The staking system should allow the tree trunk some movement. This permits the tree to build a stouter trunk, better able to later support itself. Tree ties must not constrict the trunk or branches.

4. Fertilizing
Historically, fertilization of trees has been recommended as a biennial event, perhaps on the basis that “it can't hurt”. (Maino, 1955, p. 8; Smiley, 1996, p. 8.)

Many authors now call for the abandonment of any rote formulae, replacing them with soil and/or tissue analysis to determine the actual needs of the plants. (Appleton, 1988, p. 14; Smiley, 1996, p. 8; Tattar, 1992, p. 29.)

5. Pruning
Any trimming must be done according to published standards. The industry generally accepts the American National Standards Institute (ANSI) A300 standards.
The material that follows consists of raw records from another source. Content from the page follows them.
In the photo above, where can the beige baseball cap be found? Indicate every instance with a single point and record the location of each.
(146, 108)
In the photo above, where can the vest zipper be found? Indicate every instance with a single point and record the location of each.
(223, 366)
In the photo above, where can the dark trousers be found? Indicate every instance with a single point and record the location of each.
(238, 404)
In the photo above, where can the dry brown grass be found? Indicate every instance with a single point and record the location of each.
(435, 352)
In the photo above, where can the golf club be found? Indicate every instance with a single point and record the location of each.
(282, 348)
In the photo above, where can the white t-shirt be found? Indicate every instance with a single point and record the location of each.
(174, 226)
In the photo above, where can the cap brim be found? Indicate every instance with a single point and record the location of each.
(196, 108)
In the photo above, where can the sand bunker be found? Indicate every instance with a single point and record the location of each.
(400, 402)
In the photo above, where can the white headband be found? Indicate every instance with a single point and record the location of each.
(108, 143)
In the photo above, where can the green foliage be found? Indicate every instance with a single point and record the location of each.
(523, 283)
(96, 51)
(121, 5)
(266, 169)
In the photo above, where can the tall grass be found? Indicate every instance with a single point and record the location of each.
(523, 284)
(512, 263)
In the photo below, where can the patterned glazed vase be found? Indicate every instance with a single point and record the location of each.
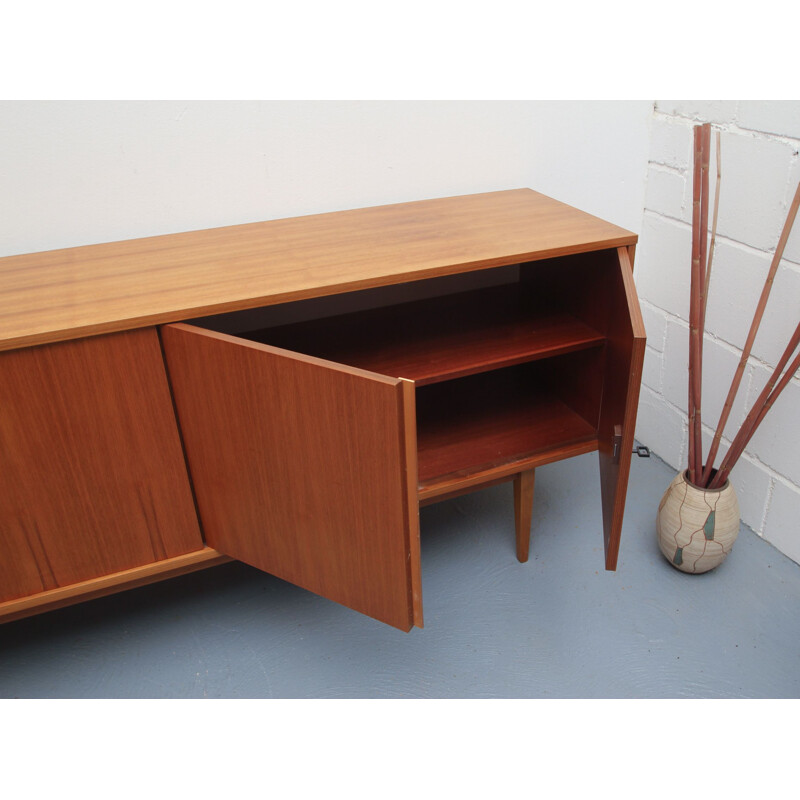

Cut placement (positioning), selection, and technique are so important to the final result -- longevity of the tree, that it is important to have certified personnel (or equivalent staff) doing the hands on tree work.

Particularly pertaining to Coast Live Oaks, but applicable to other genera by extrapolation, Mahoney (1996, p. 8) notes: "Excessive pruning -- removal of more than a small fraction of the canopy -- can also constitute a major injury. The combined sum of many wounds plus loss of energy-producing foliage may take a tremendous toll on the defensive mechanism of the tree."

Do not prune to compensate for root loss at the time of planting. Prune only to remove broken or diseased limbs and to correct structural defects. Your newly planted trees will likely recover more quickly from transplant shock by generating new roots when as much of the foliage crown as possible remains intact.

6. Literature/Authorities
Literature cites are, of course, available. They are eliminated here only to save space and time.